Exactly!!! can i get that proof or its details... i mean any link???
let 'a' and 'b' be two elements of Zm, show that it is closed in +, ie, \( (a+b) \mod b \in Z_m \)
addition operation is associative, and find the identity element of Zm
Edit:: \[ (a+b) \mod m \in Z_m \]
this is always true becuse \( (a+b) \mod m = c < m, c \in Z\m \)
What i have written below is correct right?? or should there be any change????? Definitions: Let Zm be the set of non negative integers less than m: {0,1, ., m−1} The operation +m is defined as a +m b = (a + b) mod m. This is addition modulo m. The operation ∙m is defined as a ∙m b = (a + b) mod m. This is multiplication modulo m. Using these operations is said to be doing arithmetic modulo m.

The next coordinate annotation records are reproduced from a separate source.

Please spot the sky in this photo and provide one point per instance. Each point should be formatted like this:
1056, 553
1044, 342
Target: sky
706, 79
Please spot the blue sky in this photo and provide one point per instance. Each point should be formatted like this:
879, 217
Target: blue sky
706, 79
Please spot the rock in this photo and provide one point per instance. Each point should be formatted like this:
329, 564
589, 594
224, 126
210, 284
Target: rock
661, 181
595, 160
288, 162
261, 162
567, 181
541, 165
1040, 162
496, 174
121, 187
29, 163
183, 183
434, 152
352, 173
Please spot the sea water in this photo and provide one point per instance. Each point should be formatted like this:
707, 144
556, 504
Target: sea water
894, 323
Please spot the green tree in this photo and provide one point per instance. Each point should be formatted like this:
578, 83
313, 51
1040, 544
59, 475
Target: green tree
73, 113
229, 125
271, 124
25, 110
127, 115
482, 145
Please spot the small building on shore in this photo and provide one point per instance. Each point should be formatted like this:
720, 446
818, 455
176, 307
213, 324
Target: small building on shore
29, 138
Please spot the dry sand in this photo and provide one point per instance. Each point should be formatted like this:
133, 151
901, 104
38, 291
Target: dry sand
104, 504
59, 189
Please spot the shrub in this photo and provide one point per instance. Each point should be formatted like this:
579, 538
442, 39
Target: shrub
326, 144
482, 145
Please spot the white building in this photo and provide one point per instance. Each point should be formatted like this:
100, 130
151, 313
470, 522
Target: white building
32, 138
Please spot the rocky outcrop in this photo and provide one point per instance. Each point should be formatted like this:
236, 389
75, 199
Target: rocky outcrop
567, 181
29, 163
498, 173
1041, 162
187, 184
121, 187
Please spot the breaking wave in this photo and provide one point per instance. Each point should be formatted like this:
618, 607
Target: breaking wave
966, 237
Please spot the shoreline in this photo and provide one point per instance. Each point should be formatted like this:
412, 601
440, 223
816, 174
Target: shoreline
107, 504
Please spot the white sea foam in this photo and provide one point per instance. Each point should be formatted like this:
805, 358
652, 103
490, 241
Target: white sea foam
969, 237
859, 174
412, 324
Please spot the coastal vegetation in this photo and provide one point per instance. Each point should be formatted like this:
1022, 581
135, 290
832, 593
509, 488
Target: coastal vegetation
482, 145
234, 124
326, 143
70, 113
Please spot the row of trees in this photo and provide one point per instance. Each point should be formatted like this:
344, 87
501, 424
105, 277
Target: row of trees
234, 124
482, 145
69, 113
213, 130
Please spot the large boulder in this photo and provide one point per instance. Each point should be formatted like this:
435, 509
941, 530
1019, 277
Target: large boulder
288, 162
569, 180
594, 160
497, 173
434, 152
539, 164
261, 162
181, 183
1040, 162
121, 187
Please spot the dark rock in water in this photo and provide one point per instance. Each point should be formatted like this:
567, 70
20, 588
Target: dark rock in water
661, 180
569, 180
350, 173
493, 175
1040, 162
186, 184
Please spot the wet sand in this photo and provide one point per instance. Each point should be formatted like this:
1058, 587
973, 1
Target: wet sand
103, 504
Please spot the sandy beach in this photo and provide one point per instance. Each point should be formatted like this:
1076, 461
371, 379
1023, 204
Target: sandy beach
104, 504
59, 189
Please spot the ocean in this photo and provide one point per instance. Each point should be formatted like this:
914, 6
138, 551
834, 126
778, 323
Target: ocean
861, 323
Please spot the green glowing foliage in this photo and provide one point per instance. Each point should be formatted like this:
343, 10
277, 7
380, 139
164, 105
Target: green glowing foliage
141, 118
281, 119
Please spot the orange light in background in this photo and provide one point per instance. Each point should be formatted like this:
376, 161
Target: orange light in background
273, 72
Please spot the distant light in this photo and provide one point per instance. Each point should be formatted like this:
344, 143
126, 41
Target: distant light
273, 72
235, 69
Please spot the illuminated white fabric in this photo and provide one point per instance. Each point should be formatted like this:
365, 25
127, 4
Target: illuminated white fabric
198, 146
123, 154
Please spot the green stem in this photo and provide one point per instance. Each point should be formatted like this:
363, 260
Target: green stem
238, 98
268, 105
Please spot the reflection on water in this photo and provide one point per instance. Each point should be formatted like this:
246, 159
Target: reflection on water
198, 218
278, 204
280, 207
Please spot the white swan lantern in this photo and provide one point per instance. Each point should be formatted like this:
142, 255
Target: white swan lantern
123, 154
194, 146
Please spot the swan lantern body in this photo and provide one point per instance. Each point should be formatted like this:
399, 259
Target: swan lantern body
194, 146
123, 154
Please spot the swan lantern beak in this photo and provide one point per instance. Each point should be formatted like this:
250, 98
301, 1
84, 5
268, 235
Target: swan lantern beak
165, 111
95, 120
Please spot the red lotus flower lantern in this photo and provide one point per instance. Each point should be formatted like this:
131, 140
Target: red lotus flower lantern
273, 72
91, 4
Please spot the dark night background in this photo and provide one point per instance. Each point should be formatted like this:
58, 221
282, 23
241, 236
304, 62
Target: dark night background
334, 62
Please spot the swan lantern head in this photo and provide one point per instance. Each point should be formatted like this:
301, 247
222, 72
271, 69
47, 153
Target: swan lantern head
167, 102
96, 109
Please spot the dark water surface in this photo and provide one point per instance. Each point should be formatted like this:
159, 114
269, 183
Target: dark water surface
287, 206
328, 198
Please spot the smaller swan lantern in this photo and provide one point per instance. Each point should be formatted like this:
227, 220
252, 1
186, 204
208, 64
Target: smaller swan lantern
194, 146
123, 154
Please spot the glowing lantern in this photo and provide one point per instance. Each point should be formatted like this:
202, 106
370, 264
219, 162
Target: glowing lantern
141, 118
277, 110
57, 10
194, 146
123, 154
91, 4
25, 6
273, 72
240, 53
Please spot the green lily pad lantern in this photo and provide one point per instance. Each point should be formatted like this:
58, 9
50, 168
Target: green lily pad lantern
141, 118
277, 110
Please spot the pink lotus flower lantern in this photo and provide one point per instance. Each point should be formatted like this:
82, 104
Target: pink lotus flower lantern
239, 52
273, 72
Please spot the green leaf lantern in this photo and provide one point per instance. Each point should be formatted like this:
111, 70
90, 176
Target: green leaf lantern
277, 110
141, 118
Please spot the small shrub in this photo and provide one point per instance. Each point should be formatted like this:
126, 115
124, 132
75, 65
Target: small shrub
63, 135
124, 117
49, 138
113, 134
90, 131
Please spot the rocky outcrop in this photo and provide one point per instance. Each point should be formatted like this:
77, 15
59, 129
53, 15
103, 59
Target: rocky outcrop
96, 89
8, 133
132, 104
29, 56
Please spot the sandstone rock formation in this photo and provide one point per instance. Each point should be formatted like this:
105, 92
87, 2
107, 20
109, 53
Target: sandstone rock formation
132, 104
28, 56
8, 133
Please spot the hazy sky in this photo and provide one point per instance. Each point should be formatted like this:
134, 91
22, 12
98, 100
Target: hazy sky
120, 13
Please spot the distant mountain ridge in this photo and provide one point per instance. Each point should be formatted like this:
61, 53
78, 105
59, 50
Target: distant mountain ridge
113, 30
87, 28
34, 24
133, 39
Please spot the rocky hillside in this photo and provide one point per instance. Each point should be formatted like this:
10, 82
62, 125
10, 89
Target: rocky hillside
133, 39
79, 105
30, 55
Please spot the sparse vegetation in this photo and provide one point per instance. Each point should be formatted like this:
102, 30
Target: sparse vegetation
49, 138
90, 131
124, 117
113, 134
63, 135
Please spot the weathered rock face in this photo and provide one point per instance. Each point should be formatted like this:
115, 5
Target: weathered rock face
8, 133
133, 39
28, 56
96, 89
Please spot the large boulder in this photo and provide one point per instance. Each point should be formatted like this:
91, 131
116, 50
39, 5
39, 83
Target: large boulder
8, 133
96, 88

Example: Find 7 +11 9 and 7 ·11 9. Solution: Using the definitions above: – 7 +11 9 = (7 + 9) mod11 = 16 mod11 = 5 – 7 ·11 9 = (7 ∙ 9) mod11 = 63 mod 11 = 8
huh!! what exactly is the question?
I wanna define it with examples!
aren't those two different distinct groups?
u mean the addition modulo and the other???
yep!! just this one .. (Zm,+), this is a group.
Thats it...what is confusing u??
you are mixing two things ... doing both of them at same time.
where did i mix them?? i have defined Zm,then defined addition and multiplication modulo and have given example 4 each...
let's work out one at each ... we do with (Zm,+) first.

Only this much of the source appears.